Although the creation of a stoma is associated with positive outcomes such as symptom relief and improvement in overall health, it may have a negative impact on the patient [10]. The majority of patients with stoma suffers with a lack of physical activity, dietary changes, and general lifestyle changes [14]. Ostomy surgery has effects on person’s physical appearance and functions and also has a bad effect on patients’ body image [15]. Factors linked to living with a stoma may increase or decrease the health-related quality of life after stoma creation. For example, perceptions of living with a stoma are influenced by the presence of stoma complications. Leakage of effluent from the ostomy is perceived as especially bothersome, and a great deal of professional effort goes toward teaching patients to manage their pouching systems in a manner that avoids leakage [10]. To support patients in adjusting to their condition, they should receive self-care-related information and skill training during their hospital stay after colostomy, which might include instructions on colostomy care provided either verbally or via handout [9].

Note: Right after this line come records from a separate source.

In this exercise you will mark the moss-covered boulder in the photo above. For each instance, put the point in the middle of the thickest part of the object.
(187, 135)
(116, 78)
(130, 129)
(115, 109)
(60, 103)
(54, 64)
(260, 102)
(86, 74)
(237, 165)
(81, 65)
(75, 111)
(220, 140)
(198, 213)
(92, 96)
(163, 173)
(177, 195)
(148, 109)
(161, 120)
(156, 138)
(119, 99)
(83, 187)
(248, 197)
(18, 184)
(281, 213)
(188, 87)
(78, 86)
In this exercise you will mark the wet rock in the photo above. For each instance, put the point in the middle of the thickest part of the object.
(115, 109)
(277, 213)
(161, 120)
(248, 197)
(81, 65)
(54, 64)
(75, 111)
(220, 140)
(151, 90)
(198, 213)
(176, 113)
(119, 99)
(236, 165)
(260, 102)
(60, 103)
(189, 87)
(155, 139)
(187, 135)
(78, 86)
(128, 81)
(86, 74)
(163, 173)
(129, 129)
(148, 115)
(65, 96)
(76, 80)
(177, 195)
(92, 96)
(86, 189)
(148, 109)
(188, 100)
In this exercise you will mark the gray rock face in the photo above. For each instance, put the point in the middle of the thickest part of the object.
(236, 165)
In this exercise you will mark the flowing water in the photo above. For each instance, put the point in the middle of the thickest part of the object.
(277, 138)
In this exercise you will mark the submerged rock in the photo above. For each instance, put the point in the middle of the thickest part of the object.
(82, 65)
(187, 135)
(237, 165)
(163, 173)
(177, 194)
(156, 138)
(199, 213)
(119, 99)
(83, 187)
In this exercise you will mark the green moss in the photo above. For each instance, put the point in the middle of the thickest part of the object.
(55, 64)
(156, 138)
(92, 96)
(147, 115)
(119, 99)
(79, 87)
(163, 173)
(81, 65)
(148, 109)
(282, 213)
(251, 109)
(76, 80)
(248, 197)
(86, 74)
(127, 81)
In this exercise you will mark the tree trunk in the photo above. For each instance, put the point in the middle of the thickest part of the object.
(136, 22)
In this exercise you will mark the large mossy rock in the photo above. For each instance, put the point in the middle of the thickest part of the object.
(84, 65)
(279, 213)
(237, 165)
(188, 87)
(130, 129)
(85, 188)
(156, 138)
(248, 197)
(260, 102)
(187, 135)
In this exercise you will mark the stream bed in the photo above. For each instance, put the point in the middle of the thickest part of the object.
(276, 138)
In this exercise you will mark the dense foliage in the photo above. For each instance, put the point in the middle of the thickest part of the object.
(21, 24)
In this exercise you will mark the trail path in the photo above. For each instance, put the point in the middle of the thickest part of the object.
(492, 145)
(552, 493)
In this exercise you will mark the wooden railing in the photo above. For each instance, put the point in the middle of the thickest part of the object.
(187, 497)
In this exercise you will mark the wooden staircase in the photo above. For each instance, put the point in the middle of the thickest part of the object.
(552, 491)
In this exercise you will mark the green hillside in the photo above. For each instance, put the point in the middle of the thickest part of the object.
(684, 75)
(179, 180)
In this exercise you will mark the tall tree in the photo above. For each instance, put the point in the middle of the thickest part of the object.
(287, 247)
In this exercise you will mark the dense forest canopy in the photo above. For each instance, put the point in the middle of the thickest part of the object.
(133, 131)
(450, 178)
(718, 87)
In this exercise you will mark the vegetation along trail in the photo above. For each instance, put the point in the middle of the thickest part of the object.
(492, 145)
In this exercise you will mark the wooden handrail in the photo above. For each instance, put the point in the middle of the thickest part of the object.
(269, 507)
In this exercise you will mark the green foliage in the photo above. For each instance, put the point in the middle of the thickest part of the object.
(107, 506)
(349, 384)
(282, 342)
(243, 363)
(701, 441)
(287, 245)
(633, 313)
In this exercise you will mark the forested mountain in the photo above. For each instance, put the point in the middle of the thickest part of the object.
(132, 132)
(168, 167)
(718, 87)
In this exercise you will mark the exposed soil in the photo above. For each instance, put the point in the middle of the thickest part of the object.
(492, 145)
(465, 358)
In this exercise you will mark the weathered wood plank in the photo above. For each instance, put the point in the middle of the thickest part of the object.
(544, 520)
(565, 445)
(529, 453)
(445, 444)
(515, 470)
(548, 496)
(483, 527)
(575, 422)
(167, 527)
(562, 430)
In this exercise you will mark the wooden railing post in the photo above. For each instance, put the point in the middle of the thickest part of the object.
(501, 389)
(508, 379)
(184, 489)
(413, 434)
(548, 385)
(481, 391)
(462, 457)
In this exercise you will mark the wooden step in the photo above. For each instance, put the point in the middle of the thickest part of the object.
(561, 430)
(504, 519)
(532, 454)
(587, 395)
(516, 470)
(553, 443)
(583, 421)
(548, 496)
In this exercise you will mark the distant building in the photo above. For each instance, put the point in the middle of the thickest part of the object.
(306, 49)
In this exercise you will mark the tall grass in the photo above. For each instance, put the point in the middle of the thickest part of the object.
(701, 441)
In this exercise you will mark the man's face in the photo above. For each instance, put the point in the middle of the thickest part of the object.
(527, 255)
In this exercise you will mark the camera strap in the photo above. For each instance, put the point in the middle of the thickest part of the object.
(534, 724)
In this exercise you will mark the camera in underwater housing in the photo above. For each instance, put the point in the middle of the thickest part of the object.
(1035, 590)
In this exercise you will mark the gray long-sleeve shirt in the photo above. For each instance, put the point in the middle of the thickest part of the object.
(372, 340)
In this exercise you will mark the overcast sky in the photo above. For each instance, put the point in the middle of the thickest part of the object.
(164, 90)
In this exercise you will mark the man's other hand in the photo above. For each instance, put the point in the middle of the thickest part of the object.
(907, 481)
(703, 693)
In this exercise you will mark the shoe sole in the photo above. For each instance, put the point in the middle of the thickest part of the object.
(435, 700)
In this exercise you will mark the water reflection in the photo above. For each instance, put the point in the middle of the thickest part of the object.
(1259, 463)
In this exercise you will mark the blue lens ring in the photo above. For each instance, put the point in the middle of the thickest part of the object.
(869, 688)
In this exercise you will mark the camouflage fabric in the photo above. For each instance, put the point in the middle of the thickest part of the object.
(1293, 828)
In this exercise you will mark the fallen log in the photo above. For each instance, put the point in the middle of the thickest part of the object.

Education has an important part in the development of self-care, independence, and adaptation of individuals to the disease [16]. It has been suggested that patient education might reduce the length of hospital stay, the frequency of postoperative complications, and the frequency of hospital readmissions [17]. Education changes health behaviors and leads to better understanding of the disease and reduces or delays the incidence of complications [18]. Clinical nurses play a major roles to provide the health education for patients in the process of getting used to living with stoma. The main content of the health education should focus on technical skills related to wound care and incontinence (skin cleansing, bag/adapter replacement, changing dressings, and making the proper position). In addition, encouraging people to make decisions about treatment and care, organizing educational programs for daily activities to ensure adaptation to patients’ social life, and developing educational materials and educational support systems are recommended [16]. The main goal of nursing care is to provide appropriate quality care to improve the condition of patients [19], and one of the most important policies and principles of nursing care is the use of the nursing process model [20, 21]. This model is a systematic framework for evaluating patients’ needs for clinical decision-making. The nursing process moves the care of patients from traditional and old methods to modern, scientific, and patient-centered methods [20]. Patient education is an integral part of the nursing process, and nurses can use this process to assess, plan, implement, and evaluate an effective and individualized patient education programme [22]. However, age-appropriate teaching strategies for the older adult must be planned, purposeful, and adapted to accommodate the special needs of the elderly patient. Specific strategies that adhere to the principles of geragogy should also be an integral part of every nurse’s teaching repertoire to promote health literacy in this special population [23].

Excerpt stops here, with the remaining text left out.